A morbid truth that we all face when choosing to serve the community as law enforcement officers is the chance that we will be called to a catastrophic event. Most likely it will come without warning or convenience and it will steal innocent life.
What I call The Big One could be a natural disaster such as a tornado, blizzard, flood or earthquake; or a plane may fall from the sky crashing into a neighborhood. Of course we have to always be mindful of the possibility of a terrorist attack.
For the purposes of this article we will focus on the natural disaster. Depending on what we are dealing with, such as a wildfire or tropical storm, we can expect some form of chaos. Power outages, fire outbreaks, loss of communication systems and sadly loss of life are all part of the many things we have to address when responding to a natural disaster. Our rescue or response efforts become even more taxing when these emergencies stretch into the dark.
When the false sense of security lights and electricity are gone, people become anxious and fearful and panic is often the case. Criminals and gangs begin to seize the opportunity to rob, loot and in some cases kill. The 911 system fails, emergency response is delayed and communications are out. Lucky you, your shift has just begun.
Obviously planning and preparation for these events should have already been done. A thermal imager (TI) should be on the list of equipment to assist you in these complex situations. Remember, if your department has a thermal imager and you don't have it with you when The Big One comes, you are limited. A thermal imager is essential gear that needs to be available for boots on the ground and eyes on the scene.
When these disasters kick off, we hope for and usually get a huge emergency response. Thermal imagers can help defeat all those walls of light that emergency vehicles add to the confusion of a big scene. All the lights, fire, smoke or debris can really confuse us. It's like trying to hear a phone at a rock concert. So in light or at night a TI will always help paint a bigger picture for our scene size-up.
Having a TI helps us organize our response from the outside in. Directing responding assists or finding missing people or victims can be greatly advanced when using your TI. It's always good to use it like you are peeling an onion - from the outside in. What I mean by that is to look at things from big to small. Get a picture of the whole scene from the advantage of a TI. Then use it as you move in to deal with the many hazards, rescues and searches that you will be doing.
Having discussed being prepared for natural disasters and working toward integrating thermal imagery into our response we now need to talk about further integration of TI into your crisis preparation and planning for natural and manmade disasters.
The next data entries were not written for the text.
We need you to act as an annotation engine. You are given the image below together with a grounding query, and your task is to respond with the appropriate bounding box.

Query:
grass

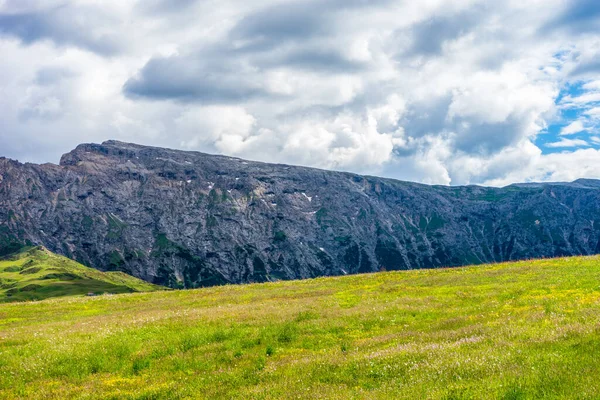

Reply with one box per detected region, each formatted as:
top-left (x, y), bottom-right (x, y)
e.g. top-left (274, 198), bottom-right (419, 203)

top-left (1, 256), bottom-right (600, 398)
top-left (0, 247), bottom-right (163, 302)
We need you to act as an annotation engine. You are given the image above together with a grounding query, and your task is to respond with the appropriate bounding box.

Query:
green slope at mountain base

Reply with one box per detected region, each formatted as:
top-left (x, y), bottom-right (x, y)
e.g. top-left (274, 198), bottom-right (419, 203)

top-left (0, 246), bottom-right (163, 302)
top-left (2, 256), bottom-right (600, 398)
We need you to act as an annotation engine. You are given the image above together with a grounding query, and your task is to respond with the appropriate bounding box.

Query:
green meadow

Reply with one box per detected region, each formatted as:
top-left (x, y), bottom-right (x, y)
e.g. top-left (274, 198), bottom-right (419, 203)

top-left (0, 247), bottom-right (162, 302)
top-left (2, 255), bottom-right (600, 399)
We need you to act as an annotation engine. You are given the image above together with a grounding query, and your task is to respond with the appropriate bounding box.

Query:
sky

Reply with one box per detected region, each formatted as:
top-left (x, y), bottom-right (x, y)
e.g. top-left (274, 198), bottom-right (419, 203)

top-left (0, 0), bottom-right (599, 186)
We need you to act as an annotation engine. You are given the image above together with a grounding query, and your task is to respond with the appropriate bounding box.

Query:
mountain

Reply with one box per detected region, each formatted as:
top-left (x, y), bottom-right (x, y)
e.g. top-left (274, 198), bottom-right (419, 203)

top-left (1, 140), bottom-right (599, 288)
top-left (0, 246), bottom-right (163, 302)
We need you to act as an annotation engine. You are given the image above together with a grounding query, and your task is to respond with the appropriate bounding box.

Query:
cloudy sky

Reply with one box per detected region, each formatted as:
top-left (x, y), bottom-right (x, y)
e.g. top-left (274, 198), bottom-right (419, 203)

top-left (0, 0), bottom-right (599, 186)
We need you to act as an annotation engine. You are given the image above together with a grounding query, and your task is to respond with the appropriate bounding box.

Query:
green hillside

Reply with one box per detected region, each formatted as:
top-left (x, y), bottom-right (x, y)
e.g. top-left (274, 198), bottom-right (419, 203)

top-left (0, 247), bottom-right (163, 302)
top-left (2, 256), bottom-right (600, 399)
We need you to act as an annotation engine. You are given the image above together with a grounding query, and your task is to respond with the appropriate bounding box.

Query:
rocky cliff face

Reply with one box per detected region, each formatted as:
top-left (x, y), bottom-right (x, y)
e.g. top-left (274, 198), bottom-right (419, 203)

top-left (1, 141), bottom-right (600, 288)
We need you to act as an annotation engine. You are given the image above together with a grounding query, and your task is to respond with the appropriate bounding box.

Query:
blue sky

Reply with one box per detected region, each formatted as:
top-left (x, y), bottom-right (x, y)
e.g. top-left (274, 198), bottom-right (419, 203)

top-left (538, 82), bottom-right (600, 153)
top-left (0, 0), bottom-right (599, 186)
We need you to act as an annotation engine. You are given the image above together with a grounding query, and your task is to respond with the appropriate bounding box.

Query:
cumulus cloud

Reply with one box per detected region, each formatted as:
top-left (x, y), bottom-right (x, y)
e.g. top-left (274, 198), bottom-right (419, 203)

top-left (1, 0), bottom-right (600, 186)
top-left (487, 148), bottom-right (600, 185)
top-left (174, 106), bottom-right (256, 153)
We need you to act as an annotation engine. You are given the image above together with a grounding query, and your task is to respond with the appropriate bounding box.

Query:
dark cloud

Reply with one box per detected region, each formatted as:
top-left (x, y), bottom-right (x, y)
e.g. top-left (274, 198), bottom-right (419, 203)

top-left (123, 0), bottom-right (399, 105)
top-left (401, 96), bottom-right (453, 138)
top-left (399, 93), bottom-right (528, 156)
top-left (452, 116), bottom-right (529, 155)
top-left (256, 47), bottom-right (365, 72)
top-left (123, 0), bottom-right (387, 103)
top-left (0, 6), bottom-right (122, 55)
top-left (408, 15), bottom-right (480, 56)
top-left (543, 0), bottom-right (600, 34)
top-left (229, 3), bottom-right (329, 52)
top-left (123, 53), bottom-right (267, 103)
top-left (123, 44), bottom-right (364, 102)
top-left (570, 59), bottom-right (600, 77)
top-left (137, 0), bottom-right (199, 15)
top-left (399, 6), bottom-right (489, 58)
top-left (230, 0), bottom-right (391, 51)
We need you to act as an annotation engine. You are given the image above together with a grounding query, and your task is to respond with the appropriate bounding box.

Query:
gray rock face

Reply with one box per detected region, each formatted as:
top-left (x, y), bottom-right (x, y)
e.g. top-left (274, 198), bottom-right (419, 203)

top-left (1, 140), bottom-right (600, 288)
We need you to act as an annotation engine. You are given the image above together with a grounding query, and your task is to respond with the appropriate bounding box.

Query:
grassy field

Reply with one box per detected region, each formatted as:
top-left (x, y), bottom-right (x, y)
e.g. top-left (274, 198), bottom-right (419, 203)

top-left (0, 247), bottom-right (162, 302)
top-left (1, 256), bottom-right (600, 399)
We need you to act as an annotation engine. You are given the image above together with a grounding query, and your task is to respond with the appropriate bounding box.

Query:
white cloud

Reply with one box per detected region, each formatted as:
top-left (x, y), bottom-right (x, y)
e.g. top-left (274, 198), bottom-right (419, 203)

top-left (546, 138), bottom-right (589, 148)
top-left (489, 148), bottom-right (600, 185)
top-left (174, 106), bottom-right (256, 153)
top-left (583, 80), bottom-right (600, 91)
top-left (586, 107), bottom-right (600, 118)
top-left (560, 120), bottom-right (586, 135)
top-left (560, 92), bottom-right (600, 107)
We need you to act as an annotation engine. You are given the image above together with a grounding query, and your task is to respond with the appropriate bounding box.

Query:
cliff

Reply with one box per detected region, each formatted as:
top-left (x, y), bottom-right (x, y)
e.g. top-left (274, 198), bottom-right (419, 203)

First, understand that if you don't have your thermal imager or any other essential equipment with you when The Big One comes, then you might as well not own it. How useful is a thermal imager if it's locked in your supervisor's office or in a locker? We tend to forget the benefit of our gear when it's not readily available while we are responding to an emergency.
Let's use a natural disaster like Hurricane Katrina as an example. Using a thermal imager (TI) could have been extremely useful in locating victims or finding safe ways in and out of dangerous zones. Because a thermal imager is not affected by outside elements like lights or night vision, a TI gives us the ability to see through driving rains, blowing debris, or fog. During our initial response to such storms, thermal imagers can help us navigate in and out of dangerous zones. Using a TI with a zoom feature allows us to see down streets for downed trees, power lines or other hazards that may be blocking our way.
Once we have located safe routes, a TI can help us with rescue efforts at all levels. We can identify collapsed structures or structures that are unstable; structural cracks that are forming; and buildings that are smoldering or on fire. When smoke is present during a disaster, there is usually confusion. A TI is able to see through the smoke and help us locate victims.
Other TI uses for identifying victims in a disaster include locating people who are in trees or on rooftops and victims that are trapped or buried in rubble. A TI also helps us plan and navigate through dangerous territory avoiding cables and shards of sharp glass or metal that could injure us. In some extreme cases we may only have the ability to navigate to certain areas by watercraft because of flooding. In dangerous weather conditions, navigating a boat can be very difficult. By placing a TI in the front of the boat and using its powerful eyes, we can navigate safely even in fog or heavy rains.
I encourage you to consider the use of thermal imaging in your prep plans for these types of disasters.